Do you pride yourself on your high standards for everything? If so, you’re not alone. Most high-achievers strive for perfection.

But what if inflexible standards are slowing you down and holding you back?

(Not sure if you’re a perfectionist? Try taking this test.)

Obsessive perfectionism can get in the way of a happy and productive life. I know that my own obsessively high standards took their toll for many years. Relentless striving, low satisfaction, sleepless nights obsessing over perceived gaffes – and a long list of unfinished projects and initiatives that I was “still massaging”.

Perfectionism is a big factor in procrastination, low productivity, poor self-esteem and even depression. It keeps you stuck in your comfort zone – afraid of trying new things, for fear of looking bad or making mistakes.

The first step to overcoming perfectionism is to recognize when high standards are necessary – and when they’re actually getting in the way of innovation, efficiency and fulfillment. Getting to a place of “good enough” on most tasks and projects allows you to get more done without compromising quality.

In fact, taking a more open-minded approach can pave the way for greater creativity, innovation and fun.

Freedom from perfection requires flexibility and a large dose of self-compassion. This is a struggle for many of us. It starts with embracing the belief that you are good enough, even with the occasional misstep. And that everything, including yourself, is a work in progress.
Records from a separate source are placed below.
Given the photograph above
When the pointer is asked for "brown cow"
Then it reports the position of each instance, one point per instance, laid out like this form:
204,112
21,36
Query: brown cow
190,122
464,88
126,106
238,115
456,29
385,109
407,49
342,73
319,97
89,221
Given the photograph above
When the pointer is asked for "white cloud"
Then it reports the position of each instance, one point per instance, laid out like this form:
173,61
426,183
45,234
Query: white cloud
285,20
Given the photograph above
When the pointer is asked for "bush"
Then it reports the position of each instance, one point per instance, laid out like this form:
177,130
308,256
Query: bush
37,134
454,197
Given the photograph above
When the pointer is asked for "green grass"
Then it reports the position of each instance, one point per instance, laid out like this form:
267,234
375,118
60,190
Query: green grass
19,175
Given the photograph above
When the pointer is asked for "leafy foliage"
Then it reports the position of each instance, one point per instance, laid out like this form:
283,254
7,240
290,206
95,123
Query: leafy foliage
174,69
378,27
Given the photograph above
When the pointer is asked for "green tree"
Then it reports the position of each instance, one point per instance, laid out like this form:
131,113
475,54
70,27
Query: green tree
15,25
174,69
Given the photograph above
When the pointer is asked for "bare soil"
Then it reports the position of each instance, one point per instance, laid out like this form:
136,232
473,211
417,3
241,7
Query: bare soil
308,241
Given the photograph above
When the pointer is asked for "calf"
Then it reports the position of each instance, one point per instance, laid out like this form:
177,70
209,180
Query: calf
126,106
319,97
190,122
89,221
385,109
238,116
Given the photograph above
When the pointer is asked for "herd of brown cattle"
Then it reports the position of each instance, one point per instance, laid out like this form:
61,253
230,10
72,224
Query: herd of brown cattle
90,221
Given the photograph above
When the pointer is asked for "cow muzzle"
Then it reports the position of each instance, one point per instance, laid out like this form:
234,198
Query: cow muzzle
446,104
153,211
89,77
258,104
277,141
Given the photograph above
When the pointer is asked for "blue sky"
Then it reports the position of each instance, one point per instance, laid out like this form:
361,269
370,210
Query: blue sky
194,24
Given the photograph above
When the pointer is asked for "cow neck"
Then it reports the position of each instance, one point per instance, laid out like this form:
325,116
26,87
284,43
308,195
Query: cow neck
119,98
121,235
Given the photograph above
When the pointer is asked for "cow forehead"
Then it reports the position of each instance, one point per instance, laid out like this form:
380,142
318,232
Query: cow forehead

The next time you notice that you’re driving yourself too hard, procrastinating on projects or tasks, or feeling self-critical about your accomplishments, ask yourself:

“Am I holding myself to standards that aren’t needed in these circumstances?”

“What would good enough look and feel like?”

Take a deep breath. Open your heart to self-compassion. Think flexibly about your project or task and let your inner critic relax. Try a “good enough” approach for your day-to-day tasks and reserve the sky-high standards for rare and special circumstances.

Not only will you get more done, you’ll also feel better about what you do accomplish.